Even if his conspiracy theory turns out to be true, Burns won’t get angry if that’s how Covington injected his name in the title fight conversation.
“I don’t hate on Colby,” Burns said. “I don’t think he offered, ‘Hey, let me make weight [as a backup at UFC 286].’ I think something happened with the UFC that, Masvidal and Colby, both can’t fight, so I think it’s a good deal going on with these guys — they drop the charges, something like that. That’s my thought. That’s why they gave the title [fight] to Colby. But I’m not complaining. I never was.
“Nothing was ever, ever given to me. Everything came with a lot of sacrifice, a lot of work, a lot of ups and downs.

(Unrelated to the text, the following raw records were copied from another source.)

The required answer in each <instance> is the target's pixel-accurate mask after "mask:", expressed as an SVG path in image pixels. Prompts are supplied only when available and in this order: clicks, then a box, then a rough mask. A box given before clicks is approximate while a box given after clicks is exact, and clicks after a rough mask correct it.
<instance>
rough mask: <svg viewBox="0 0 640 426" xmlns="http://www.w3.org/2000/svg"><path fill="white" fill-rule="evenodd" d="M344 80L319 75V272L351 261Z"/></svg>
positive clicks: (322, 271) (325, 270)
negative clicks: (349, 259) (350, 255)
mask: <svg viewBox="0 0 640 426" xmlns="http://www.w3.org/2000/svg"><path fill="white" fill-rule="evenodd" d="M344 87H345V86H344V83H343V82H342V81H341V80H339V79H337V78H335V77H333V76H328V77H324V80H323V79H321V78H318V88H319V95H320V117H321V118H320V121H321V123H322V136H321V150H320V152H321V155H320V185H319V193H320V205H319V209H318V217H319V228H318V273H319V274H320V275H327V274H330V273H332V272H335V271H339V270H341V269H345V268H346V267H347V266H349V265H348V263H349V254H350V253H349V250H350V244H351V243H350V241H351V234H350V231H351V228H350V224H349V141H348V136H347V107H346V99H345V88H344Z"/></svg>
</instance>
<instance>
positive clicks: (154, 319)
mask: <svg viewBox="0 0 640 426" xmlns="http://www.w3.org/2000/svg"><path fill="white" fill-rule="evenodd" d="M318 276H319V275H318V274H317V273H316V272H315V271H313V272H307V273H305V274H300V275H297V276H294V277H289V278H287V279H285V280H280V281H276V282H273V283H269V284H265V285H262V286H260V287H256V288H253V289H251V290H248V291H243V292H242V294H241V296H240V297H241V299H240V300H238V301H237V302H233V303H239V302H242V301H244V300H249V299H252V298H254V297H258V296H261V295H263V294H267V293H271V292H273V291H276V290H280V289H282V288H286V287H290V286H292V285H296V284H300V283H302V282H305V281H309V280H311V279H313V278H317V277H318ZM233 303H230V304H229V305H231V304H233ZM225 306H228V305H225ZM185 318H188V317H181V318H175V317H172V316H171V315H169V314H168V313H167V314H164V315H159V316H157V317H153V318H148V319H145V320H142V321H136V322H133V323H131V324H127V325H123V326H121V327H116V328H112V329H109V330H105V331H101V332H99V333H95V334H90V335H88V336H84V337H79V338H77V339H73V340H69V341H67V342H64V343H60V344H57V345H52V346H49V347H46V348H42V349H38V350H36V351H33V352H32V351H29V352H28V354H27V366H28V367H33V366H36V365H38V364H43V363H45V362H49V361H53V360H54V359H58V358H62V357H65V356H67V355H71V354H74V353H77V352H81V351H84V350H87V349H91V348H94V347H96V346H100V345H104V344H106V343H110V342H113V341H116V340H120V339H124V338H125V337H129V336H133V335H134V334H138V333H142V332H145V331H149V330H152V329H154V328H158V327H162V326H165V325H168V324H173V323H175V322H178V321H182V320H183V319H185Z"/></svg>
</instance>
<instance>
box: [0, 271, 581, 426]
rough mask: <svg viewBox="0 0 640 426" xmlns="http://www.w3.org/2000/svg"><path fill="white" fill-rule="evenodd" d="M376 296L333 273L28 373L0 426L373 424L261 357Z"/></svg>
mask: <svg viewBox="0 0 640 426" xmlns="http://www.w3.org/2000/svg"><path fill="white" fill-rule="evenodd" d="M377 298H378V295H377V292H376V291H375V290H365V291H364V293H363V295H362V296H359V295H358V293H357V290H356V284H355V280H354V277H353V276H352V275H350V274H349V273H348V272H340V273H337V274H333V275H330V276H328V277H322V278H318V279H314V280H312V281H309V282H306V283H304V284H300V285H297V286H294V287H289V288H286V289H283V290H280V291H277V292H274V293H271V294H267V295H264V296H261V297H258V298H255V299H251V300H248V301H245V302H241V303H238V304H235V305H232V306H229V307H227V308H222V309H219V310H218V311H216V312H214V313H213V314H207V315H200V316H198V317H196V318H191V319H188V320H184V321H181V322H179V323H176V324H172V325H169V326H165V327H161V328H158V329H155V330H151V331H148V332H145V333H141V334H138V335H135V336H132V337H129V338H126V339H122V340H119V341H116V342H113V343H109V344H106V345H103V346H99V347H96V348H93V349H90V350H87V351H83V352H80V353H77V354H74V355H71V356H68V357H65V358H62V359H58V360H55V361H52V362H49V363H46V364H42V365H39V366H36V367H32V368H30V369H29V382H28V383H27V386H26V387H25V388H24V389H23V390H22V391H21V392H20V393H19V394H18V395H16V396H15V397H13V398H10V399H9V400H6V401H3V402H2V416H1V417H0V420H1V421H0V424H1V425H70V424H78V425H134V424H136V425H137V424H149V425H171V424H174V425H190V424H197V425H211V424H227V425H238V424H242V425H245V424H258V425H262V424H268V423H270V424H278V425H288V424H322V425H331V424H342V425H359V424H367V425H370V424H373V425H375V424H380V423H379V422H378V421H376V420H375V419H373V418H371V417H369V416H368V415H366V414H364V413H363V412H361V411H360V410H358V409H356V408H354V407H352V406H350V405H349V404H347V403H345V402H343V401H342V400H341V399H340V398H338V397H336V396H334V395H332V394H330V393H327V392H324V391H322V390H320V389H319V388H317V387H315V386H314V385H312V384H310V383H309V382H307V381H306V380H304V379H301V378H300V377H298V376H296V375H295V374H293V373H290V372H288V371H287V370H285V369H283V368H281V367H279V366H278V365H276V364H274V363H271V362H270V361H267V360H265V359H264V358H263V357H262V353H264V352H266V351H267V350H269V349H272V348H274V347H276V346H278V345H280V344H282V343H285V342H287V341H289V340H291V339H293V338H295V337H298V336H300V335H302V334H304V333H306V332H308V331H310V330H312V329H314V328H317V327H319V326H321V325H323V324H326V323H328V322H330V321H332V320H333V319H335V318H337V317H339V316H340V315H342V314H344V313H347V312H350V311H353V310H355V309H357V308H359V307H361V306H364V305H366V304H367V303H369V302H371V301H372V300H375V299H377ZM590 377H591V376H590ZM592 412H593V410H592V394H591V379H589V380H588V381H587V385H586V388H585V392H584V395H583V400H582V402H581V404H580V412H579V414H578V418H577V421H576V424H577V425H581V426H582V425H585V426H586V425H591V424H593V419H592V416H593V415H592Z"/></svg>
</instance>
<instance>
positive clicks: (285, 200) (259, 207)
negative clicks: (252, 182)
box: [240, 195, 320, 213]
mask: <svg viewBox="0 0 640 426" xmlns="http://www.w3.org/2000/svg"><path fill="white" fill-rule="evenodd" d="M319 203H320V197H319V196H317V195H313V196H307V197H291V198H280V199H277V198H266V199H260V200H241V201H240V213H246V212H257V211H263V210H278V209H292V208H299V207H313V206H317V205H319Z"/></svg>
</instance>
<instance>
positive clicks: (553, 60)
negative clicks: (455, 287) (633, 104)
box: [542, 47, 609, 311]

Way more ups than downs, but a couple of downs too, and I’m not here to complain, ‘Colby did this!’ Yeah, Colby is going to do Colby; I’ve got to do me. Belal Muhammad is crying about it, ‘this guy, that guy,’ or I can just fight my way through. I beat these guys — what now? I’m not a complainer.”

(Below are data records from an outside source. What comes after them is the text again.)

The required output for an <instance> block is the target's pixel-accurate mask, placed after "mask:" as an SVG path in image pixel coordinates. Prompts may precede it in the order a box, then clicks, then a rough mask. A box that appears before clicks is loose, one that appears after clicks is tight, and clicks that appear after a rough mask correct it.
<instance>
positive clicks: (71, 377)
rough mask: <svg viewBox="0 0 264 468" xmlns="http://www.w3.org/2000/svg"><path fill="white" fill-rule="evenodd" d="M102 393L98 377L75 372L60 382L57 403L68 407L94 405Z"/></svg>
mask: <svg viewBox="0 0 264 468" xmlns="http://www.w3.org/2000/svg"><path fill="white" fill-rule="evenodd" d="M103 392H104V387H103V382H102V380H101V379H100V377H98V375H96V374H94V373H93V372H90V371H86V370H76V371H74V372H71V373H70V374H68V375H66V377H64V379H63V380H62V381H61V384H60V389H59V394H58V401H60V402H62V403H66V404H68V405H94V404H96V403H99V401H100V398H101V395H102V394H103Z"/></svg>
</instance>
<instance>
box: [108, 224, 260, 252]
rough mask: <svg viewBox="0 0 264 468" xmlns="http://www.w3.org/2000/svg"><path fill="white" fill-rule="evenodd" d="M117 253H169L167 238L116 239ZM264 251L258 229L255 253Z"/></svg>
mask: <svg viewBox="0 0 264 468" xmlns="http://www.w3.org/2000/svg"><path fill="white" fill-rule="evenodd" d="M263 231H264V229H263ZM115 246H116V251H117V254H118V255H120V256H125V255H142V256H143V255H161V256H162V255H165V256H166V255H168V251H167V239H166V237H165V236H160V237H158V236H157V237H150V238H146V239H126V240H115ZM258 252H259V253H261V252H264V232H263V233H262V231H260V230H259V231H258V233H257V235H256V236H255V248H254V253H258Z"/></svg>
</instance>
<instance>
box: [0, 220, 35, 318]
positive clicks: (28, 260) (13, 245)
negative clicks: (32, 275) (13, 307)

If Burns is going to blame anybody for anything leading into his fight at UFC 287, he actually takes aim at Edwards because of his shared history with Masvidal.
The welterweights memorably had a physical altercation at a 2019 UFC event in London, and Edwards has stated that a Masvidal win at UFC 287 would put “Gamebred” at the top of the champ’s wish-list for potential opponents. That means Burns has to be hyper aware that he’s going to get the best out of Masvidal, especially with the chance to steal away a title shot from Covington hanging in the balance.
“If Masvidal beats me, boom, he’s next,” Burns said. “The biggest fight for Leon, great pay-per-view money for the UFC. Leon made my fight harder now. The guy is mean, he’s going to try to put me out. I remember those two extra punches on Ben Askren. If he puts me out, he’s going to throw that, and that little fear motivates me for the good.
“I’m putting in a crazy amount of work. I know how dangerous he is — 51 fights, great takedown defense, great boxing, great kicks, both stances, he can grapple too, good get-ups. I think the guy is very dangerous. I think people kind of forgot how good and mean this guy is because of the way he lost to Colby and the way he lost to Kamaru, but this guy is mean. I’m going to be on alert for 15 minutes. I’m going to try to finish this guy, hurt him, because I know he’s thinking the same way.”
As much as Covington’s return and his history with Edwards may have Masvidal fired up, Burns promises that he’s just as excited to make a statement at UFC 287.
Burns will never exactly throw caution to the wind, but he’s learned through painful experience that simply winning doesn’t always lead to the best opportunities. Style counts, which is why Burns wants to make his own highlight reel out of Masvidal on Saturday.
“I want to savagely beat these guys,” Burns said. “Because decisions don’t get me nothing. You’re going to get two checks, yeah, that’s nice, but I’m not here to get two checks. I’m here to destroy these guys and be the guy to get this title.
“If I go there and get a decision against Masvidal, I’m going to be freaking mad. I don’t want that. I want to dominate him from the beginning to the end, knock him out, TKO or submission. That’s what I want to do. A decision isn’t going to make me happy.”